'People are productive at home': Zooming in on remote work one year into the pandemic
Working from home has become a new normal during the COVID-19 pandemic.
WINNIPEG -- The pandemic has changed our lives in many different ways. One of the most visible is how and where we work.
Last March, many of us left offices behind and started working from home. Doug Rea, a financial consultant with IG Wealth management, had to make a quick adjustment.
"We showed up to work, and sure enough, we were given 48 hours to clear out the office because of the COVID-19 protocols."
Since then, Rea has been working virtually, conducting video meetings with clients and team members alike. Luckily, his company had been in the process of upgrading its technology before the pandemic.
"I was very grateful to have these tools so I could continue on."
He's far from alone. COVID-19 created an exodus from the office, upending work routines and expectations about the very nature of remote work.
"The impacts have been very different from what people would have guessed they would be," said Professor Katherine Breward, an associate professor in the University of Winnipeg's business department.
She says before the pandemic, some organizations worried about productivity and discipline issues. But, she says that isn't proving to be a major problem.
"Now obviously there are some people that are working from home in very difficult circumstances where they're having to home-school and whatnot and that you know may be causing some, some issues with focus. But on a broad basis, people are working hard, people are productive at home."

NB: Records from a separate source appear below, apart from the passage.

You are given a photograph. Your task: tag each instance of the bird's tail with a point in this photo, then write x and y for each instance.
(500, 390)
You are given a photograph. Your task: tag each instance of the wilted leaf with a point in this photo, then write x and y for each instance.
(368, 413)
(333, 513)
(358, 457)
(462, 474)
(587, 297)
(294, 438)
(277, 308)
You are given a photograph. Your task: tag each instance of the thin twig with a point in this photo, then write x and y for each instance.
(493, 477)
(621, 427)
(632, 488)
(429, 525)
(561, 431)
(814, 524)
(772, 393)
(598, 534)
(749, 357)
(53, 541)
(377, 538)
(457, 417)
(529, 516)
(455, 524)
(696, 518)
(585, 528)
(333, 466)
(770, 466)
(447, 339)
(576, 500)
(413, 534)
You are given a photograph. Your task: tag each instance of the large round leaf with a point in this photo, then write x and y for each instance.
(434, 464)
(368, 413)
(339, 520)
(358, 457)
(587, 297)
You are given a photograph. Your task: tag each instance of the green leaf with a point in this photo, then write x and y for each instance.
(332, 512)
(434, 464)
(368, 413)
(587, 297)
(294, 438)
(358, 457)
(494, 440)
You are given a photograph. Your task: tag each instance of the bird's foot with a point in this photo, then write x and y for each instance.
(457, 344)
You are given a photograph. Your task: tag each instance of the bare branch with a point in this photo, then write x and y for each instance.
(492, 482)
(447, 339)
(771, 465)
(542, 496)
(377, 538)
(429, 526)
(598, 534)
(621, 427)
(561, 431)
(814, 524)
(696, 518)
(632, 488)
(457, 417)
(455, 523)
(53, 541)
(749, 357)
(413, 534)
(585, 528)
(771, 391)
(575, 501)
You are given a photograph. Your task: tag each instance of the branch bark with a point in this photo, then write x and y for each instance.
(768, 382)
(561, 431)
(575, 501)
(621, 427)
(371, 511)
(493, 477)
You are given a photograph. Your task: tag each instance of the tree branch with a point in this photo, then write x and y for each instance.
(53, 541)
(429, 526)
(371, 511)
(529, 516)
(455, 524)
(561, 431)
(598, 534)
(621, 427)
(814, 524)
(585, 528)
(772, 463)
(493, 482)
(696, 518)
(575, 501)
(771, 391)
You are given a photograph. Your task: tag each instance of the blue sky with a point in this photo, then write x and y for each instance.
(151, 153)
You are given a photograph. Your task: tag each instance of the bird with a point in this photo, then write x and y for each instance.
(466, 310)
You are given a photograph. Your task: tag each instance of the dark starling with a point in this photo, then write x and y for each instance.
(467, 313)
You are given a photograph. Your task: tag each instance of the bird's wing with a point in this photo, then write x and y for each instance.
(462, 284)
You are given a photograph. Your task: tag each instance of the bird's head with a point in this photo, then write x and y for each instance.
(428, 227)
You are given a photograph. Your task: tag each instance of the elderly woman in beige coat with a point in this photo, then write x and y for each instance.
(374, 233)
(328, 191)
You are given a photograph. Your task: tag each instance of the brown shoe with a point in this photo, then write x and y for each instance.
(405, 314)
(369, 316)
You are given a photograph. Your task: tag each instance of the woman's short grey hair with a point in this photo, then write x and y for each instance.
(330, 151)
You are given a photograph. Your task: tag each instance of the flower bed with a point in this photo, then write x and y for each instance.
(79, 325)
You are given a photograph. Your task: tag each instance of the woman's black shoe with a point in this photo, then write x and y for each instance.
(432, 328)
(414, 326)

The technology to be productive at home hasn't been flawless for everyone. There have been several incidents of video fails during the pandemic such as the lawyer who couldn't figure out how to remove a cat filter. And a Congressman whose video got flipped during a committee meeting. But, not all of the problems from video meetings were technological.
These video calls force you to look at your own face. And it seems not everyone was pleased with what they saw.

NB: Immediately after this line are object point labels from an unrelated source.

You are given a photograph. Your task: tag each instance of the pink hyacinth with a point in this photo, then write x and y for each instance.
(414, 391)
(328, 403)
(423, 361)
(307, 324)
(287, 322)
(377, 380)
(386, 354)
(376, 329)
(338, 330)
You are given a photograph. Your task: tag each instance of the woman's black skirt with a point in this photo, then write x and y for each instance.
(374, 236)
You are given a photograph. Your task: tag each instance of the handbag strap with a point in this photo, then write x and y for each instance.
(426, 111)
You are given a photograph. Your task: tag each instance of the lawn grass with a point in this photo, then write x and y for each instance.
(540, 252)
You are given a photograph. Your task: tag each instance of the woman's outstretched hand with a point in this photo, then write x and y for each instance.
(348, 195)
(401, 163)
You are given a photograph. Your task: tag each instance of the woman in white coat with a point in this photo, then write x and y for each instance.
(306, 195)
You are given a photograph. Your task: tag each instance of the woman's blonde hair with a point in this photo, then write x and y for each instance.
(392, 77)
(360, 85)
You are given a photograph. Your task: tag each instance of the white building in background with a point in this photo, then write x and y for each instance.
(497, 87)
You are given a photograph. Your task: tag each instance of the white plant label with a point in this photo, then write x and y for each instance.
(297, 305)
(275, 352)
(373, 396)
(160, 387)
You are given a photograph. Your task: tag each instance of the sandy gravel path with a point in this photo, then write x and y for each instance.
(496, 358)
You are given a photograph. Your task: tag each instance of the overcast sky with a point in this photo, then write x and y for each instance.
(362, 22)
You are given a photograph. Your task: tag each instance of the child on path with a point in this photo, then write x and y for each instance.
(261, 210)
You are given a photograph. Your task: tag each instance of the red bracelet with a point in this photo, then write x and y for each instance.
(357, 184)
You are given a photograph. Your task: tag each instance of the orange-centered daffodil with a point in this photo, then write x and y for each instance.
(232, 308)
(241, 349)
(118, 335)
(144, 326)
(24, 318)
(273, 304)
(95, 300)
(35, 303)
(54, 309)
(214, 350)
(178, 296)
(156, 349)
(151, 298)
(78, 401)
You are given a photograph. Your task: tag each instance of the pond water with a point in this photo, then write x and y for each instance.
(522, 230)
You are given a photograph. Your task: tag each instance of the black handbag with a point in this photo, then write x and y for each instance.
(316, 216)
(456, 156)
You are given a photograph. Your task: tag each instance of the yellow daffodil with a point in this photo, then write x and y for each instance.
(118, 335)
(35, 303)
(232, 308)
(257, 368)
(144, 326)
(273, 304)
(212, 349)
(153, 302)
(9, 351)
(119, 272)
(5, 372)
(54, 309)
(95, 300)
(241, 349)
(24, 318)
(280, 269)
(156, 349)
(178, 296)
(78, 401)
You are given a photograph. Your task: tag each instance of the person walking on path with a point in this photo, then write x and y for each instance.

"They realize, ‘Wow, I've got all these wrinkles on my forehead and crow’s feet,' and they're thinking, 'geez, I look older than I feel,’" said plastic surgeon Dr. Manfred Ziesmann.

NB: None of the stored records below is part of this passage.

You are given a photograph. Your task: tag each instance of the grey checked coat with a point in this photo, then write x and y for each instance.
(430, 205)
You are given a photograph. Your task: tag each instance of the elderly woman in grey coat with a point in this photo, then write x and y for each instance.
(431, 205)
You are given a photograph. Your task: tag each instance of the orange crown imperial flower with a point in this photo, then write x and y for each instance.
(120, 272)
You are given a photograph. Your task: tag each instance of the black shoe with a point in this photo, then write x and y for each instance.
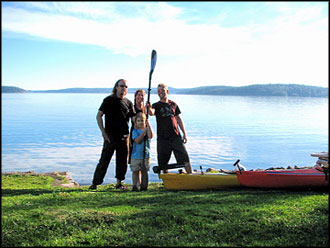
(120, 186)
(93, 186)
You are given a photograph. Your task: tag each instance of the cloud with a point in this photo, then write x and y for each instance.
(294, 41)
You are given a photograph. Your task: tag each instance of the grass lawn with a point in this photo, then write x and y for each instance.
(36, 214)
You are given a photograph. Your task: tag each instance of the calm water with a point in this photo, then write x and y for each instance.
(58, 132)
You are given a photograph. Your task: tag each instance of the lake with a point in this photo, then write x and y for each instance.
(47, 132)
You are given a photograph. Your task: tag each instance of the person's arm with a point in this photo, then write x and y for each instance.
(151, 111)
(100, 124)
(149, 130)
(181, 125)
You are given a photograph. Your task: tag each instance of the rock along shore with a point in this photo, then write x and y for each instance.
(67, 181)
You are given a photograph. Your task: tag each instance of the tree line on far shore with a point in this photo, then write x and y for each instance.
(250, 90)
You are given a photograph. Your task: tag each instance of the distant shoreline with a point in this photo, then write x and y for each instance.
(250, 90)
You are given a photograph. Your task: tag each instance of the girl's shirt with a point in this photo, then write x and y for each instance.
(137, 151)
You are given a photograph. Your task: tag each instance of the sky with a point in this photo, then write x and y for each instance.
(57, 45)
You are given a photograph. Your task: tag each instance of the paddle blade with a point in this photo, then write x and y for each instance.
(153, 60)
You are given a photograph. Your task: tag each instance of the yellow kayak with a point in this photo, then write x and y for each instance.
(199, 181)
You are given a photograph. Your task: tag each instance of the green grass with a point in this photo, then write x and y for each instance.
(36, 214)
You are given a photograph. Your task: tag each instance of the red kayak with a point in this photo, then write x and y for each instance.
(317, 177)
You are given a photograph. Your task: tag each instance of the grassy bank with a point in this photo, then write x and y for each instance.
(36, 214)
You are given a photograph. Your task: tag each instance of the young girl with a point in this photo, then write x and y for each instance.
(140, 159)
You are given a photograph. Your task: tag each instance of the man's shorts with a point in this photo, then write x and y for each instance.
(165, 148)
(137, 164)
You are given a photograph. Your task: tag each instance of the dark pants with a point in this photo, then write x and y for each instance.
(121, 148)
(165, 149)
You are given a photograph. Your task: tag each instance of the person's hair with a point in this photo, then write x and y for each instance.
(114, 90)
(139, 115)
(136, 92)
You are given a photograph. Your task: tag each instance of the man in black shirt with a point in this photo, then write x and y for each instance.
(117, 110)
(168, 135)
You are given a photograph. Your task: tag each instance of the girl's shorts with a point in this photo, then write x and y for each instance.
(137, 164)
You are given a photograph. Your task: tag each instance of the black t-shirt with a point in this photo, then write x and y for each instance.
(167, 124)
(117, 112)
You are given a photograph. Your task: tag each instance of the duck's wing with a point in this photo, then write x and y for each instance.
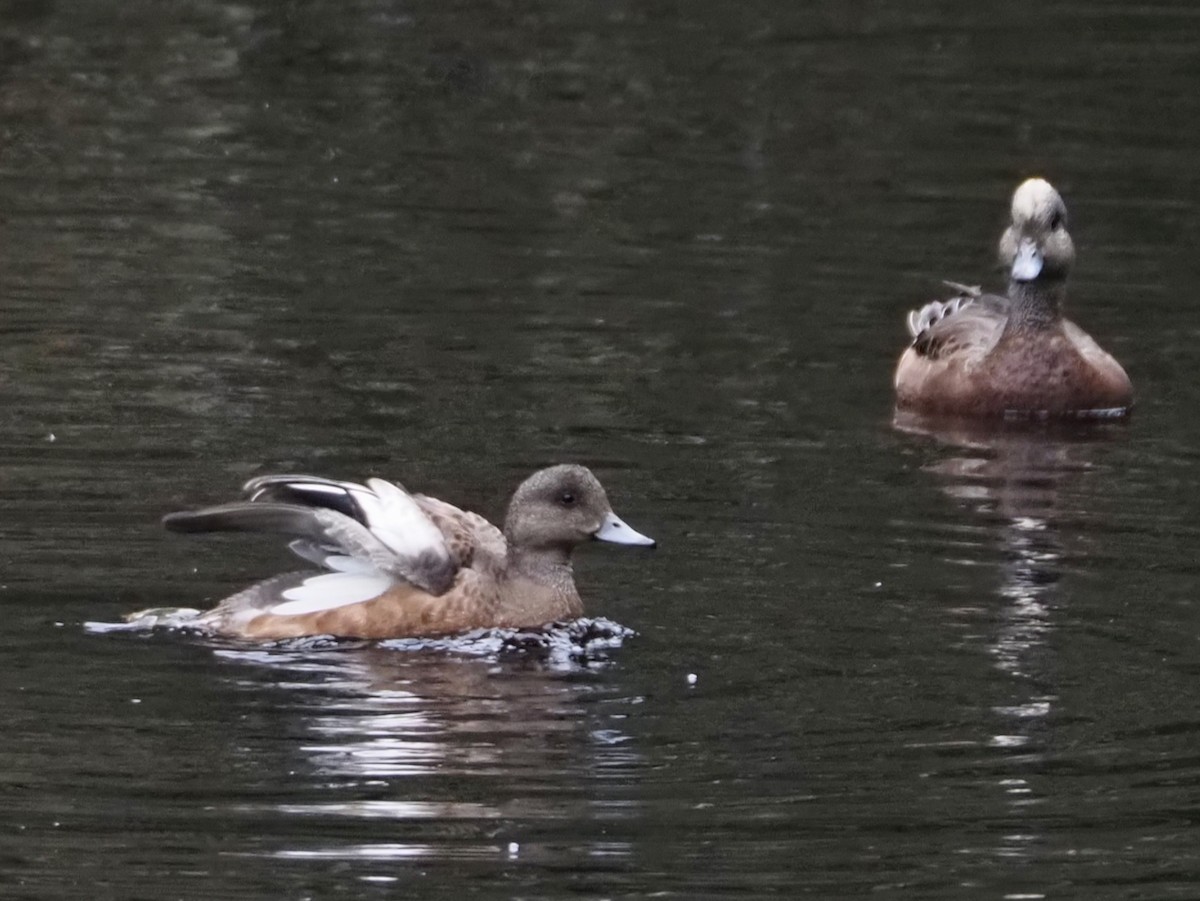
(967, 325)
(353, 529)
(473, 541)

Dr. Ziesmann says he has experienced a mad rush for appointments to get Botox, fillers, and other procedures to help people rejuvenate their look.
"As soon as we were open, they wanted to hightail it in," he said.
And then, feeling fresher, they continue their work from home. This is something University of Manitoba professor Fang Wan believes will likely continue in some form, even after the pandemic is over.
"Maybe it's a hybrid model," speculated Wan. "Maybe it's a 70 per cent to 30 per cent, and 30 per cent of the time you come to the office and we rotate. We don't need you all to be in the office."
Rea says he's enjoying working from home, and once the pandemic is over he would like a hybrid model, meeting some clients face to face and others he'd continue seeing virtually.
It is new flexibility he never thought would be possible prior to the pandemic.